Jeanne Woodbury, who is trans and a lobbyist for Creosote Partners, a progressive lobbying firm that works with pro-LGBTQ groups, disputed the assertion that GOP lawmakers earned a carte blanche from Arizona voters on passing restrictive trans policies. While Republicans spent hundreds of millions on anti-trans ads in the 2024 election cycle, Woodbury said she’s skeptical that messaging is what convinced voters to cast their ballots in favor of GOP candidates.
“I don’t see evidence that people were persuaded to vote one way or another because of the anti-trans advertising we saw leading up to the election, but I do think it is a way to legitimize those messages,” she said.
A study of an anti-trans ad campaign launched by the Trump campaign in battleground states, including Arizona, found no “statistically significant shift” in voter attitudes or increase in the likelihood they would head to the polls.
Other issues were likely more top of mind for voters, Woodbury said, including immigration and the economy, which led to GOP wins up and down the ballot. Instead, she said, the point was to test whether voters would tolerate the vitriol.

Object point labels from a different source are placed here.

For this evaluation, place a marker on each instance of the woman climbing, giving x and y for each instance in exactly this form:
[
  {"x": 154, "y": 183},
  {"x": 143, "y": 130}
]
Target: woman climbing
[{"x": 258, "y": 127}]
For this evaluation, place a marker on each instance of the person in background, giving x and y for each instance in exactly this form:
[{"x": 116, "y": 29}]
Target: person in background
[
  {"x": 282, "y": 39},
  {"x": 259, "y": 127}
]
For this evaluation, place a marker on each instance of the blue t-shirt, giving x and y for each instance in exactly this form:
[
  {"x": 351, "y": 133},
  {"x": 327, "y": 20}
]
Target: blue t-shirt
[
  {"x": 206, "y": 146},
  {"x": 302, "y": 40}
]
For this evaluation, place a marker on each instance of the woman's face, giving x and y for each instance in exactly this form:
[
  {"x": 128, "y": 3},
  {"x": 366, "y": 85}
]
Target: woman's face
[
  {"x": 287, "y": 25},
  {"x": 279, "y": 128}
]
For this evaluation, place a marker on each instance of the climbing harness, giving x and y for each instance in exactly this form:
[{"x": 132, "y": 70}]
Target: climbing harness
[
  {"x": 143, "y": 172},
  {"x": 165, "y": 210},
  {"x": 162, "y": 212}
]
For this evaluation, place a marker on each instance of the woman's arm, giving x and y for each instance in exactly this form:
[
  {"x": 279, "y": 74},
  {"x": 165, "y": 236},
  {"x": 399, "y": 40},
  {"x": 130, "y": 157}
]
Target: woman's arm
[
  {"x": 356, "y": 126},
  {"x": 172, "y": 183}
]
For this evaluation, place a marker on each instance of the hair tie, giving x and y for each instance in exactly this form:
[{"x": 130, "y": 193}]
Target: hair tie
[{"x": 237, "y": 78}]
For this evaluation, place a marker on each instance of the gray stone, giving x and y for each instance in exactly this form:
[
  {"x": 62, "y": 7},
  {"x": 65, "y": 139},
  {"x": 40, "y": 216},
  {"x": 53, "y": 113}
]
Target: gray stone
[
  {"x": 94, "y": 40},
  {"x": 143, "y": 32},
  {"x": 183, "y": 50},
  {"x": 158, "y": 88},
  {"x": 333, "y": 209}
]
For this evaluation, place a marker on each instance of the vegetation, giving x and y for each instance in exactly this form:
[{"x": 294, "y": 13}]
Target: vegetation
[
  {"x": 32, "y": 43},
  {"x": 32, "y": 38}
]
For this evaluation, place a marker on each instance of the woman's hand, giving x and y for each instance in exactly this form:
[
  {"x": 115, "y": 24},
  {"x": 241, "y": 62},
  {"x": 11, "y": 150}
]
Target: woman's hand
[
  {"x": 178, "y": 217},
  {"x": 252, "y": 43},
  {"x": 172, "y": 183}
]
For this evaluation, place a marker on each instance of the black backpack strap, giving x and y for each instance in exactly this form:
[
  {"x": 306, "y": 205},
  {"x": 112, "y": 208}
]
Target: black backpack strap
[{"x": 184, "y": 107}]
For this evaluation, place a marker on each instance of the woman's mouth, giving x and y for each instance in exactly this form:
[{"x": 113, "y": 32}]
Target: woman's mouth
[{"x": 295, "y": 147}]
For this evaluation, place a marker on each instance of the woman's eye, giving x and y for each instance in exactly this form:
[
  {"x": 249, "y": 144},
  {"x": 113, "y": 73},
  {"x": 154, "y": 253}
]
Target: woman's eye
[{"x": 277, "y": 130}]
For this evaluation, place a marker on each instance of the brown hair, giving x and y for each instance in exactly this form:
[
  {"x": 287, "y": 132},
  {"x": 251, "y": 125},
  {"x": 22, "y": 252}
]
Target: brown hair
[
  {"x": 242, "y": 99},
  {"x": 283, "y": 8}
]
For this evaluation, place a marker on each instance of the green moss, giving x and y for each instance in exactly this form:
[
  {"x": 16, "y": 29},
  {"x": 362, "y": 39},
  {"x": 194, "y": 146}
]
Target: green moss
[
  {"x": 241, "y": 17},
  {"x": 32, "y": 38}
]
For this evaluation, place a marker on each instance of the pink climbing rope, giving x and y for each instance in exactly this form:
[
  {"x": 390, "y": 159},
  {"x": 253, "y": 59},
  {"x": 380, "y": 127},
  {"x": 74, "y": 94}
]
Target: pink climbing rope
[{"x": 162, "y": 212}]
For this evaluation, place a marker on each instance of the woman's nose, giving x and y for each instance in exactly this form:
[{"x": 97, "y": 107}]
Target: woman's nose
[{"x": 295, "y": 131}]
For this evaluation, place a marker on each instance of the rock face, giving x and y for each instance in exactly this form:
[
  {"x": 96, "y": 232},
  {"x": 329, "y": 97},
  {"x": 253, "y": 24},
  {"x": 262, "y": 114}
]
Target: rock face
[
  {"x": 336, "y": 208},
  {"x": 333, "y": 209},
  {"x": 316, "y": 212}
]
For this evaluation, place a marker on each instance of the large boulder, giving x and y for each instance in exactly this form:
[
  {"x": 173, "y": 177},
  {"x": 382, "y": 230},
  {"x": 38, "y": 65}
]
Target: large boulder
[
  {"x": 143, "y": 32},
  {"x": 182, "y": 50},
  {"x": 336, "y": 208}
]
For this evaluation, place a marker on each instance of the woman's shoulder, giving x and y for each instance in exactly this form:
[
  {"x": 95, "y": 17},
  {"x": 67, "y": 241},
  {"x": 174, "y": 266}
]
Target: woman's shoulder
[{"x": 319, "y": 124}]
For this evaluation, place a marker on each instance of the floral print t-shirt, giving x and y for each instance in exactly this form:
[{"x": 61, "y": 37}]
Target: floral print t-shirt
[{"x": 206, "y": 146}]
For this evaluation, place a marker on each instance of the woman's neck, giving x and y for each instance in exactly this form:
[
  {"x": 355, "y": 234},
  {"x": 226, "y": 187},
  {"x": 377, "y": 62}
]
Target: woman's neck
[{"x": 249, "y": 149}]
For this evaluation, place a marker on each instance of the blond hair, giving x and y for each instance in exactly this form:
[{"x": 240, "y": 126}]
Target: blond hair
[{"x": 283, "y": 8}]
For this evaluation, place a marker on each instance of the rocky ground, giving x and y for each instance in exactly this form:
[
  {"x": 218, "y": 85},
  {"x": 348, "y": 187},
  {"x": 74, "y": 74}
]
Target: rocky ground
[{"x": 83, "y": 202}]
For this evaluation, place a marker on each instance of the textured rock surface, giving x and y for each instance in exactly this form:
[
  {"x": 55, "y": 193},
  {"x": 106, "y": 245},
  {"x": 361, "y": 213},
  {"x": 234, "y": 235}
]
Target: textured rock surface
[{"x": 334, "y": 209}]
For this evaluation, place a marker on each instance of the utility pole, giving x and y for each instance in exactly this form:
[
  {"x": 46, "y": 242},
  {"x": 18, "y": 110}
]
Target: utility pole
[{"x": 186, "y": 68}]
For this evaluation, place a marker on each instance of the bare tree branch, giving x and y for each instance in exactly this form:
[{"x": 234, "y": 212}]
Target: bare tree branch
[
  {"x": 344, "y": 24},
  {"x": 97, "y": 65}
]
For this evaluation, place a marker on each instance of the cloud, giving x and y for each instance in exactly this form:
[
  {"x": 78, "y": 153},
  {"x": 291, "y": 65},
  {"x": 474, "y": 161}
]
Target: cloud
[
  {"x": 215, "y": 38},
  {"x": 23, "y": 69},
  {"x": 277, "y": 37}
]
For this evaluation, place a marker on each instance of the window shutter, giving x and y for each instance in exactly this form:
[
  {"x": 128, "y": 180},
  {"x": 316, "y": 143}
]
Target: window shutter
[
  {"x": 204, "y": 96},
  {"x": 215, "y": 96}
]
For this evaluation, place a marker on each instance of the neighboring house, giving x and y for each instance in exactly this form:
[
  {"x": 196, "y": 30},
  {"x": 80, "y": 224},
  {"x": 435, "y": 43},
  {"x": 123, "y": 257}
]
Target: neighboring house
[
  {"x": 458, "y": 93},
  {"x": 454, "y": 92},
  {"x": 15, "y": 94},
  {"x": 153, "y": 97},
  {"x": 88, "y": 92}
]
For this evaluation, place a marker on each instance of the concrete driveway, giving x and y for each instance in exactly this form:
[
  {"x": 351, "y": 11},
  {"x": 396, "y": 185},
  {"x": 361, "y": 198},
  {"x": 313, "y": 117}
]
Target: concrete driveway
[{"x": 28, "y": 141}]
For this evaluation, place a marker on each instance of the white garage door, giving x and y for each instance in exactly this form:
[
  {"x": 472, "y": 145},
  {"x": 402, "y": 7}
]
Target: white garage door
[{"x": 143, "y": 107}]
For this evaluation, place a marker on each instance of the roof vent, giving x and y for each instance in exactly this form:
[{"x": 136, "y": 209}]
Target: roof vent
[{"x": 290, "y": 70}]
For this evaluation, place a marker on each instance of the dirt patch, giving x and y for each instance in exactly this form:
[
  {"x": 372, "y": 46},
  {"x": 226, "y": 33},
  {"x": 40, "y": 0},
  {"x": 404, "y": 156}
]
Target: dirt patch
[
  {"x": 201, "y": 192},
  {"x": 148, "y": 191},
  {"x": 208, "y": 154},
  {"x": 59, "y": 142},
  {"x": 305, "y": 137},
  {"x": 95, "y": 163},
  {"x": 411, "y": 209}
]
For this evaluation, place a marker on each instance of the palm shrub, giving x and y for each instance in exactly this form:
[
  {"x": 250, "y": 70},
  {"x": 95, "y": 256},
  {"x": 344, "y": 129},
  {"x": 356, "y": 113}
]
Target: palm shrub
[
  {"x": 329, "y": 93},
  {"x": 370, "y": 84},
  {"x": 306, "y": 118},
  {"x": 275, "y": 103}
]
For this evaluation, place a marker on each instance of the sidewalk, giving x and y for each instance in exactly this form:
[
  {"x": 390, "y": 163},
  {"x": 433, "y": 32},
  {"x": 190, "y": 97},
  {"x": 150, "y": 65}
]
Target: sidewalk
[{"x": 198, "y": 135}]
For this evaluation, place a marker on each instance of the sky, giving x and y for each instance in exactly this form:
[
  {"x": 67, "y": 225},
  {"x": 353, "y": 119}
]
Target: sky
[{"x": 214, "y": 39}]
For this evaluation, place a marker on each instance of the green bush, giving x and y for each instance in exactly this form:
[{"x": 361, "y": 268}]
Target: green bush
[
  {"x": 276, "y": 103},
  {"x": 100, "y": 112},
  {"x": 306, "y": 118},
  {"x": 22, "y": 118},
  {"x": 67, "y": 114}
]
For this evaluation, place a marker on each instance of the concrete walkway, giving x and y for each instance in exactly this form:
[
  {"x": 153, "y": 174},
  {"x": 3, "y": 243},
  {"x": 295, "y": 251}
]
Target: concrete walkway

The more insidious effect of anti-trans rhetoric on the political stage and in Kavanagh’s multi-year bills is that they chip away at public support for the trans community, Woodbury said.
”Even if he’s never had success in getting them into law, they’ve been a major driving force in the turn against trans people,” she said. “It’s something that has a negative impact even when it doesn’t become law.”

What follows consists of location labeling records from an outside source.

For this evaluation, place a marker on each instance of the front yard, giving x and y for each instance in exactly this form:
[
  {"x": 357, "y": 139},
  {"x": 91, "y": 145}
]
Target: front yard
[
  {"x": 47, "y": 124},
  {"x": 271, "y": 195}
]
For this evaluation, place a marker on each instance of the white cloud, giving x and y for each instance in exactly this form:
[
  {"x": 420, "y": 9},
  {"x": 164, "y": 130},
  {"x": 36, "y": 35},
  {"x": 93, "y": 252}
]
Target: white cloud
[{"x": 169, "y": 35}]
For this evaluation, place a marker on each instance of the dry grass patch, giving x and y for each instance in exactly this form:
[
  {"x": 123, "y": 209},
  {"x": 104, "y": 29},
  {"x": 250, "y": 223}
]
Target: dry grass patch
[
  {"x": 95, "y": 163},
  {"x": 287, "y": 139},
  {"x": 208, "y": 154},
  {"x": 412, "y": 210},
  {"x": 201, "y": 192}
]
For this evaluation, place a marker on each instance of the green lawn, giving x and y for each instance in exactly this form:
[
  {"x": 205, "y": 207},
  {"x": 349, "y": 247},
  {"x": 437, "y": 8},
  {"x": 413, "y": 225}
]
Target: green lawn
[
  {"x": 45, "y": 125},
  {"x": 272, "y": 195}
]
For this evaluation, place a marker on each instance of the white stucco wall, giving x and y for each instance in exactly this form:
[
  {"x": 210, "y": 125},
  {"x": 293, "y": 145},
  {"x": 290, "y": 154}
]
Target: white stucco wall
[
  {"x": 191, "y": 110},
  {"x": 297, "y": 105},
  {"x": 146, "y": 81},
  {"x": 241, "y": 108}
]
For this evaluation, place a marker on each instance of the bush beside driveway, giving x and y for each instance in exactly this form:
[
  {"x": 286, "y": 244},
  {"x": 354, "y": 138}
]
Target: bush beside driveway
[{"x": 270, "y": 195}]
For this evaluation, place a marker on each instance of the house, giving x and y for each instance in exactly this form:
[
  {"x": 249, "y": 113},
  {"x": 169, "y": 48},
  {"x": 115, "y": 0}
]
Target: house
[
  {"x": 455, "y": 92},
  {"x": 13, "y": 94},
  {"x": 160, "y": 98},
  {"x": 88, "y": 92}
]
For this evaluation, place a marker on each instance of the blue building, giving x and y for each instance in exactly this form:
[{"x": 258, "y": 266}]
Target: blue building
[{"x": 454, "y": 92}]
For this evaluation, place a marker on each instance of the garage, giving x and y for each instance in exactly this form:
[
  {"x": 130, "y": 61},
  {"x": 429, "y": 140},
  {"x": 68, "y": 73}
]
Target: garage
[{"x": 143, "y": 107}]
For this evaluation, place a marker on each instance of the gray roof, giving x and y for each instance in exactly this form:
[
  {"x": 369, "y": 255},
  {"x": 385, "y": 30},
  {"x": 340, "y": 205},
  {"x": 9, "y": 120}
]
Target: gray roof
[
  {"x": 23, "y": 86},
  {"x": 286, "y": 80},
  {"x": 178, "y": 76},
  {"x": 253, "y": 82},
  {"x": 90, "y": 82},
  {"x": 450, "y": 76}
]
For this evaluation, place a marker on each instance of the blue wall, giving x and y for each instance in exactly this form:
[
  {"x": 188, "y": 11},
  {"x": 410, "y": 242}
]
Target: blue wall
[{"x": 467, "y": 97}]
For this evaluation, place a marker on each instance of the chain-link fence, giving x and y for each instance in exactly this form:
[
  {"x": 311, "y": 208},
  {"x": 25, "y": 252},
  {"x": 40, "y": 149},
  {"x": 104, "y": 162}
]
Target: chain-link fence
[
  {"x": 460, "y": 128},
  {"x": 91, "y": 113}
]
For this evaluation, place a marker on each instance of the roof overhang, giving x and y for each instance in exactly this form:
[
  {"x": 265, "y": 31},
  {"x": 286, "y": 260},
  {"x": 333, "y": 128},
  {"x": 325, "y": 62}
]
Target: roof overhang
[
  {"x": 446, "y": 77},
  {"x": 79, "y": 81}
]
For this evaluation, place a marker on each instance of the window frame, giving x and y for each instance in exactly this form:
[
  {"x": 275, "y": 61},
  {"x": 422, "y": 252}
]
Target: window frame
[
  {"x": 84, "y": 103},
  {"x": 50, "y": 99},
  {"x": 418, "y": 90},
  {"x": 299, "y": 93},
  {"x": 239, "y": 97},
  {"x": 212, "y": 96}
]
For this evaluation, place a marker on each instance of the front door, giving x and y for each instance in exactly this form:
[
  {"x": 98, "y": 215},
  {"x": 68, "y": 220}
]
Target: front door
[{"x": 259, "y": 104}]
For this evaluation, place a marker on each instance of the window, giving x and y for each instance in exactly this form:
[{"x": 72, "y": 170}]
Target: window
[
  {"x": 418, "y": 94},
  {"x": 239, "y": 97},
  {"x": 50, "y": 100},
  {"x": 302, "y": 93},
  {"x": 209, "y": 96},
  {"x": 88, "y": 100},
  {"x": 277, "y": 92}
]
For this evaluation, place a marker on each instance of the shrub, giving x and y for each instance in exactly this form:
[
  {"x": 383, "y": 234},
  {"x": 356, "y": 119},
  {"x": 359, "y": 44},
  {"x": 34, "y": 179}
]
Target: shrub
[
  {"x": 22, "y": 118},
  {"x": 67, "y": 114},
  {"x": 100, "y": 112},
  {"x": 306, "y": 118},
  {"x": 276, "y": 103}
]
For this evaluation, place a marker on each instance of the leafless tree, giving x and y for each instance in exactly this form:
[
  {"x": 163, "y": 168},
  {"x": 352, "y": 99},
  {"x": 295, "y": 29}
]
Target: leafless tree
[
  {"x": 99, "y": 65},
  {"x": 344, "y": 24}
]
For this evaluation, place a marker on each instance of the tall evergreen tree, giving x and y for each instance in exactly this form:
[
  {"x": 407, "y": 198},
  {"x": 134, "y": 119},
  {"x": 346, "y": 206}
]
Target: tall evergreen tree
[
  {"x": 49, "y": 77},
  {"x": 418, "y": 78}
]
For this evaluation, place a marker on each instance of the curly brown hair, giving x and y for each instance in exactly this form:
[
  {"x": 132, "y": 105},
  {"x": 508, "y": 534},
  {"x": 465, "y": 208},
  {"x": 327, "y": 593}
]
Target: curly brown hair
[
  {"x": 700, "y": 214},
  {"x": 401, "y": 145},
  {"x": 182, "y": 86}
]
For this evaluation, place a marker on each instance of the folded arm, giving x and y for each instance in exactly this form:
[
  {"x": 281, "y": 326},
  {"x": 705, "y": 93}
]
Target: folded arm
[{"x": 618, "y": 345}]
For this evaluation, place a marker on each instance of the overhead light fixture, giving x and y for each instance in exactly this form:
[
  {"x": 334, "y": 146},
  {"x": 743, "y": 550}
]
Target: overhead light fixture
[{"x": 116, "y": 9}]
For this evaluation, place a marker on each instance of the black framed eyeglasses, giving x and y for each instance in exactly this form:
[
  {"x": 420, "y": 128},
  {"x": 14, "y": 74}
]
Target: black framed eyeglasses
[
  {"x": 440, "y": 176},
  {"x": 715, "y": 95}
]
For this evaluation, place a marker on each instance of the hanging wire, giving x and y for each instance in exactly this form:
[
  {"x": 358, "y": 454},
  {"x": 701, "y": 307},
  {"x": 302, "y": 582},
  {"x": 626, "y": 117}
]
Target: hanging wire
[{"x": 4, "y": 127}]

Recent surveys appear to bear that out. While Americans broadly support transgender people, with 74% — including 58% of Republicans — agreeing that trans people deserve respect and dignity, political anti-trans talking points seem to be making inroads. A 2023 joint polling project conducted in partnership between Arizona State University, Stanford University and the University of Houston found that 54% of Arizonans oppose the right of trans people to use the bathrooms that best align with their gender identity, 63% are against transgender participation in women’s sports and 51% disagree with minors receiving gender-affirming surgeries.

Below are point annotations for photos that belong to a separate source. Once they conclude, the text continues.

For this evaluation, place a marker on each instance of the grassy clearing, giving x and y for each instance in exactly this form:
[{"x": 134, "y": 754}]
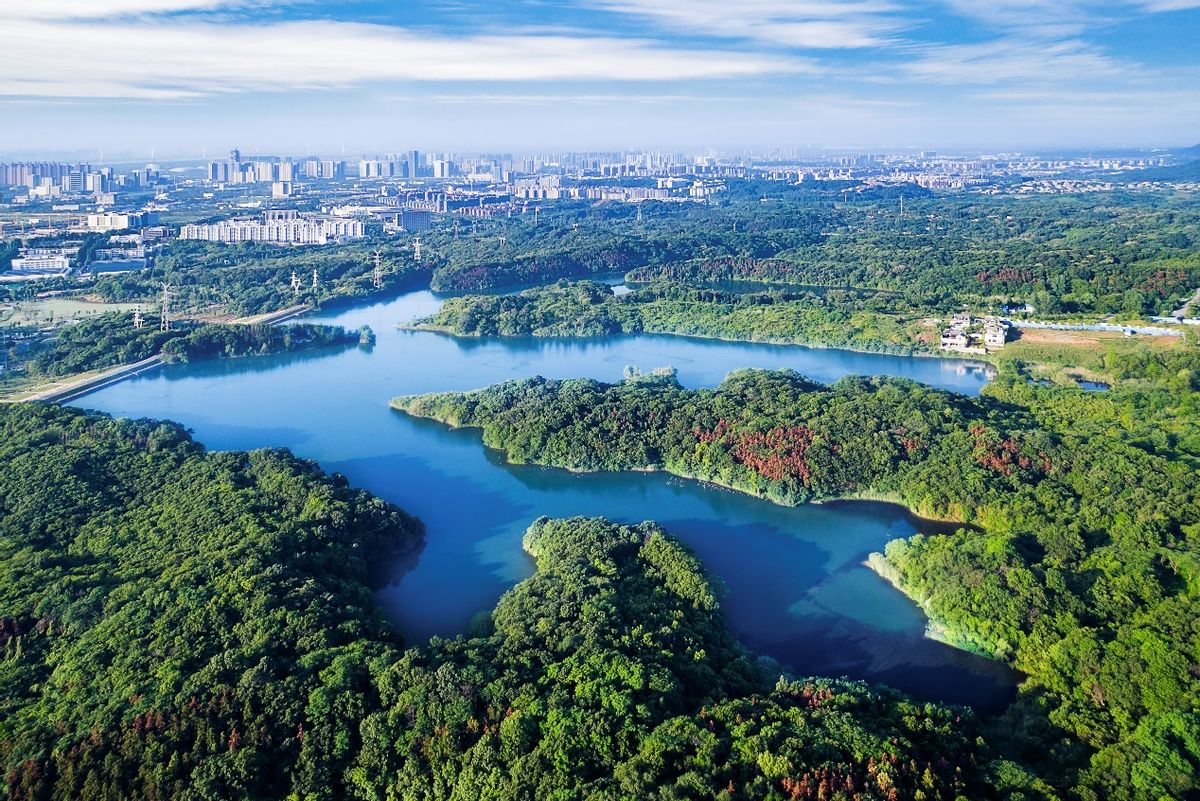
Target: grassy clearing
[{"x": 1069, "y": 355}]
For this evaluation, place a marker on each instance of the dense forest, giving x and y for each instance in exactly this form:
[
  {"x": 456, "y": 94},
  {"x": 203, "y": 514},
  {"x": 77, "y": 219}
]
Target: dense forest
[
  {"x": 847, "y": 319},
  {"x": 178, "y": 624},
  {"x": 1080, "y": 568},
  {"x": 1123, "y": 252},
  {"x": 109, "y": 339}
]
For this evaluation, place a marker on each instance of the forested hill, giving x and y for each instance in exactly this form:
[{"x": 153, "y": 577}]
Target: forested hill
[
  {"x": 591, "y": 309},
  {"x": 177, "y": 624},
  {"x": 1083, "y": 572},
  {"x": 108, "y": 339}
]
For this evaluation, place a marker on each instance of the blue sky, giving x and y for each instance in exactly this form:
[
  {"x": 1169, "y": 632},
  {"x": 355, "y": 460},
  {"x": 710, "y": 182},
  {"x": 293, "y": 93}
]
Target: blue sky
[{"x": 186, "y": 77}]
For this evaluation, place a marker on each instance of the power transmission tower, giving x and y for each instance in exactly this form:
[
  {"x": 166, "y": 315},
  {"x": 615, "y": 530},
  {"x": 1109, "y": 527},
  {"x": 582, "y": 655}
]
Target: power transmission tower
[{"x": 165, "y": 319}]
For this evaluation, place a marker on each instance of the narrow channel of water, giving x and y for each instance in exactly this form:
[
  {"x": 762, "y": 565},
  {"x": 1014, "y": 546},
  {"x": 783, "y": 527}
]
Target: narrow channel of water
[{"x": 795, "y": 589}]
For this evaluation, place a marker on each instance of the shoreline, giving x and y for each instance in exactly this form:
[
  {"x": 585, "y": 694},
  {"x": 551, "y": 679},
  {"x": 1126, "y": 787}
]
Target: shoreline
[
  {"x": 876, "y": 561},
  {"x": 790, "y": 343}
]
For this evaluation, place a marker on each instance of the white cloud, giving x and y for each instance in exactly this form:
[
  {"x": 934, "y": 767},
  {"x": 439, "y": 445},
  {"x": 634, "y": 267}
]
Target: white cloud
[
  {"x": 64, "y": 10},
  {"x": 816, "y": 24},
  {"x": 1170, "y": 5},
  {"x": 185, "y": 59},
  {"x": 1014, "y": 60}
]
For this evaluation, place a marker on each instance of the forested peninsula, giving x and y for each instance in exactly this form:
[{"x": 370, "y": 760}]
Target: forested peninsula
[
  {"x": 838, "y": 318},
  {"x": 1083, "y": 570},
  {"x": 178, "y": 624}
]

Along with the dire outlook at the state level, trans students must now also contend with increased threats from the national level, Woodbury pointed out. Whereas the Biden administration expanded the scope of Title IX to ensure that transgender students can participate in public school athletic programs, use the school facilities that best reflect their gender identities and be referred to by their preferred pronouns, President-elect Donald Trump has vowed to roll back those protections on day one.
In the past, Kavanagh’s policies have faced potentially violating Title IX as a legal barrier. But if the new shield is retracted, and the pronoun or school facilities ban successfully become law, that would constitute one less legal avenue for trans rights advocates to pursue.
While other anti-trans policies — including Arizona’s law mandating proof of a “sex-change operation” or a court order before a trans person can correct their birth certificate — have been felled under more established federal protections, such as the equal protection guarantee in the Fourteenth Amendment, the ultimate decisions about whether to invalidate a law is up to the courts.
And Kavanagh said he likes his chances with the U.S. Supreme Court, which is ruled by a conservative supermajority that has recently signaled an interest in upholding anti-trans laws.
The high court is considering whether a Tennessee law banning gender affirming care, including puberty blockers and hormone therapy, for minors violates the Fourteenth Amendment. In 2022, Arizona Republicans outlawed gender affirming surgeries for minors, and unsuccessfully sought to include hormone therapy and puberty blockers in that ban. The court appears likely to back the Tennessee law.
LGBTQ advocates fear that a favorable ruling for the Volunteer State could influence future cases concerning trans rights. The 9th Circuit Court of Appeals, which covers Arizona, is still mulling whether an Idaho law prohibiting trans students from using school bathrooms that align with their gender identity is unconstitutional. An appeal could end up before the U.S. Supreme Court.